If the GeneXus Access Manager (GAM) administrator upgrades the API from v2.3 (or older) to v2.4, it must be taken into account that FB returns a different GUID per user when the application is changed. That is to say, when a user who had already been registered in GAM with FB app < v2.4 logs into the application after upgrading to FB v2.4, FB returns a different GUID for this user. This would imply that the user needs to be registered again in the GAM, and any relationship existing with other tables would be lost.

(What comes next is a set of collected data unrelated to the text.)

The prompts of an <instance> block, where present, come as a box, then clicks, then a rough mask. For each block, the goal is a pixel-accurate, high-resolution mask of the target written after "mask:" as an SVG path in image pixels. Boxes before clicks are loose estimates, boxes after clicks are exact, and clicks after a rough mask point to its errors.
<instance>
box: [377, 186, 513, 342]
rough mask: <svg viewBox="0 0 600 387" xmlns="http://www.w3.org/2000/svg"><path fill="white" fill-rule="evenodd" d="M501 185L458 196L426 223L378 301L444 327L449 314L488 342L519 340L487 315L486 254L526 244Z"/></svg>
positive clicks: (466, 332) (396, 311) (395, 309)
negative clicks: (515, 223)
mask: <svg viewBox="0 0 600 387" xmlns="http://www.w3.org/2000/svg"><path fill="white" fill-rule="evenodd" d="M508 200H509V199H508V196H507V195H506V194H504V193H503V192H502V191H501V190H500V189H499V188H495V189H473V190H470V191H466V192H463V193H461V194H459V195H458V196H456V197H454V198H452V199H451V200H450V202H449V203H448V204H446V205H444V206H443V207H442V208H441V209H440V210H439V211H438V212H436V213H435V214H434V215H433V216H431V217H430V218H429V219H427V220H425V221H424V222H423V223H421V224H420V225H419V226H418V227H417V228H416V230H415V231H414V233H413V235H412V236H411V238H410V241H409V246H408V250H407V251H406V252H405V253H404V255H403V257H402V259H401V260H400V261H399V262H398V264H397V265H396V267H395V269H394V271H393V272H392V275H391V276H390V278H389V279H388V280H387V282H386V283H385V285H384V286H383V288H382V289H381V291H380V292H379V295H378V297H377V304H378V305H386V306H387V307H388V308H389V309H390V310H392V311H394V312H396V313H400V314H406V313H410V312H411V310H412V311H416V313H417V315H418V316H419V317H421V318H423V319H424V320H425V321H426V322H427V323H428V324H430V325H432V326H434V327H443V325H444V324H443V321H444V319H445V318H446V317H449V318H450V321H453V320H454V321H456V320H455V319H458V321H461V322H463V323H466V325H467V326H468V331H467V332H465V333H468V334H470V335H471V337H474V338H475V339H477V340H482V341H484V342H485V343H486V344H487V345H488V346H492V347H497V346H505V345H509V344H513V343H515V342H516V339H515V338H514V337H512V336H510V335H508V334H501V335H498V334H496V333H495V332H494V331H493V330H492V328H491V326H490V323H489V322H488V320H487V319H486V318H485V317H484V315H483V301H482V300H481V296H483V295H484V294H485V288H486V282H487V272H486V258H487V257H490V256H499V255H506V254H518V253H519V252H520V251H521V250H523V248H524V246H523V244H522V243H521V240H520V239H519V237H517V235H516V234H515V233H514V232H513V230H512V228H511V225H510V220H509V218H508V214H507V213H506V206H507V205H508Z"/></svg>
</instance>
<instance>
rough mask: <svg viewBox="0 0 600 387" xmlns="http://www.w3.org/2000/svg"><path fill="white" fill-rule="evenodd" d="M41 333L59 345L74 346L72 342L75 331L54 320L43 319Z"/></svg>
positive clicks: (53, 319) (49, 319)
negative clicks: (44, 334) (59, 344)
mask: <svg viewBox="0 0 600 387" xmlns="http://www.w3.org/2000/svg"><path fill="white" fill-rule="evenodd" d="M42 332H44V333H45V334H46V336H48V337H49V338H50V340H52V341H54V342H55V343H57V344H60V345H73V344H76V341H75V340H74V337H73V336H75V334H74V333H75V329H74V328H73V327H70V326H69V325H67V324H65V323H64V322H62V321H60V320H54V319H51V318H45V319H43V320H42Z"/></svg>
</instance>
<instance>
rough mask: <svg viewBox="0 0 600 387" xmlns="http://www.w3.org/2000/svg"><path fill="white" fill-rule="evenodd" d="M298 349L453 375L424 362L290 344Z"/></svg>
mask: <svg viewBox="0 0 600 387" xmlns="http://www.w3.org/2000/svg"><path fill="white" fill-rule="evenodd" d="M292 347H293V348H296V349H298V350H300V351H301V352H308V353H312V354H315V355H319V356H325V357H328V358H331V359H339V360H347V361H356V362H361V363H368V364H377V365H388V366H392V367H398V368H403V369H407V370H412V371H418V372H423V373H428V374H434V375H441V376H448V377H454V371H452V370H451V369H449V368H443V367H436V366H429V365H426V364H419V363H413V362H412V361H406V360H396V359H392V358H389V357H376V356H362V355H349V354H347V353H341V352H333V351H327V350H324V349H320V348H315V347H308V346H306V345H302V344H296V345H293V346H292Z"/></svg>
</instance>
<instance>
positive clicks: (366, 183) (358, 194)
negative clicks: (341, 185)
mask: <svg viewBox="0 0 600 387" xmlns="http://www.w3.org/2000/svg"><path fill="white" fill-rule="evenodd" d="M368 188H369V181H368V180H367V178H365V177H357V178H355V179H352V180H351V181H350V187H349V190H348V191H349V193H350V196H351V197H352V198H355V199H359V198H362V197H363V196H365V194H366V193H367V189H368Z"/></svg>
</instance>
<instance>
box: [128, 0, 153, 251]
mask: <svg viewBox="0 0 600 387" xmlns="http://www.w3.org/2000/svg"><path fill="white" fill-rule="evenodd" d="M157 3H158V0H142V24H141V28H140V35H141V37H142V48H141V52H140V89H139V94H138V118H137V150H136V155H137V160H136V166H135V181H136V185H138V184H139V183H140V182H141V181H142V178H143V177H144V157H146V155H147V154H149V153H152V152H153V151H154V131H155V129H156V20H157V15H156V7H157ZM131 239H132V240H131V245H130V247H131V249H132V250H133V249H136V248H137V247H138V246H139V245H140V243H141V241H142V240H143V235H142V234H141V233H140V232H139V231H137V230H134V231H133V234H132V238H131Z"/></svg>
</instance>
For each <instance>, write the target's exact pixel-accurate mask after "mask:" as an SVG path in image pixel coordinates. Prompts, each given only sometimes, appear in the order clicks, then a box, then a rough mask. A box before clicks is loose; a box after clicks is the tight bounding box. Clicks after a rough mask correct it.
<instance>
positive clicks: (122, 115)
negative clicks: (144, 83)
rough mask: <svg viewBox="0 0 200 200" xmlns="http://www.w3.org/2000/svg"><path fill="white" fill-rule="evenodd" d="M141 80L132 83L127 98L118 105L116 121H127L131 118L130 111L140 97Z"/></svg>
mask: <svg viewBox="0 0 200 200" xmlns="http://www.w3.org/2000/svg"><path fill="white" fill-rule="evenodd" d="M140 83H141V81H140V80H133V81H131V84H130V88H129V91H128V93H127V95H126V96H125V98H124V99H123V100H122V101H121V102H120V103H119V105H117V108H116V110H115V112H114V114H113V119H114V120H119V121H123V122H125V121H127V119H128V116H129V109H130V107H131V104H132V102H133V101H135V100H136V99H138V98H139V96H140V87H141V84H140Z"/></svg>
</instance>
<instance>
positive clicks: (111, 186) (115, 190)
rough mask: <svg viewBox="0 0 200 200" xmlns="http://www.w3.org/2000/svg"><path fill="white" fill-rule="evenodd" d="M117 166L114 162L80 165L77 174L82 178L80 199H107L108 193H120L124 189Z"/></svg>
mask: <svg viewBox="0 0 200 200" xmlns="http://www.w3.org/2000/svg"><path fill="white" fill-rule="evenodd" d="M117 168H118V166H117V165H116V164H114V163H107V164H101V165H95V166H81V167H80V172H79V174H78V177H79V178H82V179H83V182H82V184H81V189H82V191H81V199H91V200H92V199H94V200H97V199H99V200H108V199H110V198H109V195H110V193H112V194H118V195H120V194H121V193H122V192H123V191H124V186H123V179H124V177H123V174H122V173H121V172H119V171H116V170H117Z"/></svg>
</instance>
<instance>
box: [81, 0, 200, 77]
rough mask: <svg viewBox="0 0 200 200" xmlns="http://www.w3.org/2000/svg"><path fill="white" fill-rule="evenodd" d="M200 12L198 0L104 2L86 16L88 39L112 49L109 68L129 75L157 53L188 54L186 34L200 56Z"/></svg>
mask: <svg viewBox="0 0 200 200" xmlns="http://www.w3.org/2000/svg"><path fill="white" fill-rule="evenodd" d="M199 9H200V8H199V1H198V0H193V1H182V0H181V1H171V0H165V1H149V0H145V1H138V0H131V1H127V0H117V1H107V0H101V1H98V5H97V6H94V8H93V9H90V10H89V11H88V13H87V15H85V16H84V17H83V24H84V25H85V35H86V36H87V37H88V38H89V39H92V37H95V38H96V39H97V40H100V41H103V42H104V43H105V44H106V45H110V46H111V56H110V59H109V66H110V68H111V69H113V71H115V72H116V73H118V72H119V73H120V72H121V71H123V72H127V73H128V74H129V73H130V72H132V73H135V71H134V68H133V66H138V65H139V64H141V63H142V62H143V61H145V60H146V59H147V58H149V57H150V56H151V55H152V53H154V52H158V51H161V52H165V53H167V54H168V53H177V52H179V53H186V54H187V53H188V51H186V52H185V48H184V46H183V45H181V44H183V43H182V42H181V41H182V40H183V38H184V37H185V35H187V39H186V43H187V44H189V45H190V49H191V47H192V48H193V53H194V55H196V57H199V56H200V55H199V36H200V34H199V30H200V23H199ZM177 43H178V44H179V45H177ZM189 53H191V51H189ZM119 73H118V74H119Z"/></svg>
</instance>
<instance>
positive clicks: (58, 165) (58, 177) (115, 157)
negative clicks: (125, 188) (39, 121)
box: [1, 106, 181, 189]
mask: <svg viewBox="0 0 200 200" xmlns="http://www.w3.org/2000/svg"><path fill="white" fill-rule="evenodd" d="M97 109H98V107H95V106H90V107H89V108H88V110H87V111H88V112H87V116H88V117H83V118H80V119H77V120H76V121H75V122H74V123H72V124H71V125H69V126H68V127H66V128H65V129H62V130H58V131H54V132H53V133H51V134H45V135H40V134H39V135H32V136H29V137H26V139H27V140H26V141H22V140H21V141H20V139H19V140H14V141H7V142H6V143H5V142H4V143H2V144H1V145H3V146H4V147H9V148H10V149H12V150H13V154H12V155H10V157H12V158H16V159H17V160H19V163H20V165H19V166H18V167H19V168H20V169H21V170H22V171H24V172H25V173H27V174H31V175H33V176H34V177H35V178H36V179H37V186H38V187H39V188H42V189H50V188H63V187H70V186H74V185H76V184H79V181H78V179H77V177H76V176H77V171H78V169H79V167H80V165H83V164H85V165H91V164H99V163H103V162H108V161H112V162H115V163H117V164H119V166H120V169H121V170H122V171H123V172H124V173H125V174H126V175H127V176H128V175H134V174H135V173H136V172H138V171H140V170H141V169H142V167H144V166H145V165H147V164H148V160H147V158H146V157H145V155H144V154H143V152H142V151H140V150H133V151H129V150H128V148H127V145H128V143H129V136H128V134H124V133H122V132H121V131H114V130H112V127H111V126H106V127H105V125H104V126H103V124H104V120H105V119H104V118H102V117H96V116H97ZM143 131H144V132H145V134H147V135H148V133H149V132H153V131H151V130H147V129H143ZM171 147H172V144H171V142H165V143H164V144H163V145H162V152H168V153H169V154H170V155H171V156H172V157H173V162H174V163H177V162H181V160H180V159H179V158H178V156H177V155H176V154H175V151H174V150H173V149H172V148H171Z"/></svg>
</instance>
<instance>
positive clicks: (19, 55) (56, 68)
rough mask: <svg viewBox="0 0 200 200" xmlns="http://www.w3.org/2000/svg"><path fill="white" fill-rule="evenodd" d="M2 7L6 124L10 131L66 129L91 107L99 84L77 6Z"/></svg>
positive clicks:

To solve this issue, at the application level, the GAM automatically checks for the existence of a user with the same email address (among the users authenticated via FB in GAM). The second time that the user logs into the application, if he is already registered in GAM with an email address, a new user isn't created even if a different FB GUID is used. Instead, the existing GAM user is updated.
In this case, the developer doesn't have to do anything.
However, if the user has already logged in before but for any reason, his email address isn't registered in GAM, these heuristics can't be applied. Also, a new user may be created in GAM with the new GUID. As a result, any existing relationships with other tables based on the user GUID may be lost.
For some users -due to the way in which they are defined in Facebook- FB doesn't return their email addresses when authenticating via OAuth.
In this case, when GAM is applied, an email is automatically saved by default. For example, ExternalID@facebook.com.
Once the user's email is saved in GAM, it is not changed when the user logs in again. That is to say, if the user's email is changed directly from the GAM API, it is not updated.
This can be used as WA so that the user is not created again if the FB API version is changed. That is to say, the email returned by FB in the user profile can be forced so that the logic to confirm that users are unique works correctly.